Understanding Postal: Beyond Rising Postal Rates
Prepare for key classification changes next year.
This is a column for those who understand that they’re in the direct mail business. Believe it or not, many catalog marketers refuse to acknowledge this fact, even though some 30 percent to 40 percent of their operating costs come from mail-related marketing and fulfillment expenses.
Those in the direct mail business know all too well that postal rate cases usually are harbingers of rising postal costs. They also know that by the time higher rates are put into effect, they must have a plan in place to accommodate the rate and operational changes every rate case brings.
As you hopefully know by now, the U.S. Postal Service filed another request for higher rates and mail classification changes before the Postal Rate Commission earlier this year. Following about 12 months of deliberations, the new rates and requirements likely will go into effect next spring.

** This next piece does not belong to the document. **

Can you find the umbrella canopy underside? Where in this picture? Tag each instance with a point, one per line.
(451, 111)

Catalogers should take note of several aspects of the present rate case:
The Postal Service is changing its mail classification system to better reflect the cost-causing characteristics associated with mail shape (e.g., letters, flats, parcels). It intends to align postal prices with the kind of machinery on which the mail piece is eligible for processing. For sure, this will mean the cost and price of flat-size catalog mail will be significantly higher than for letter-size mail. In short, if you’re already preparing letter-size, tabbed, automatable catalogs, continue to do so if you can justify such a decision based on the market’s response to your product.
Unlike previous cases, the Postal Service will be offering automation-rate eligibility to one size flat only, i.e., those pieces that meet the requirements for processing on the Postal Service’s Automation Flat Sorting Machine 100 (AFSM 100). Under the USPS’ proposal, the existing Domestic Mail Manual specifications for AFSM 100-compatible flats (DMM 301.3.3) most likely will apply to such mail.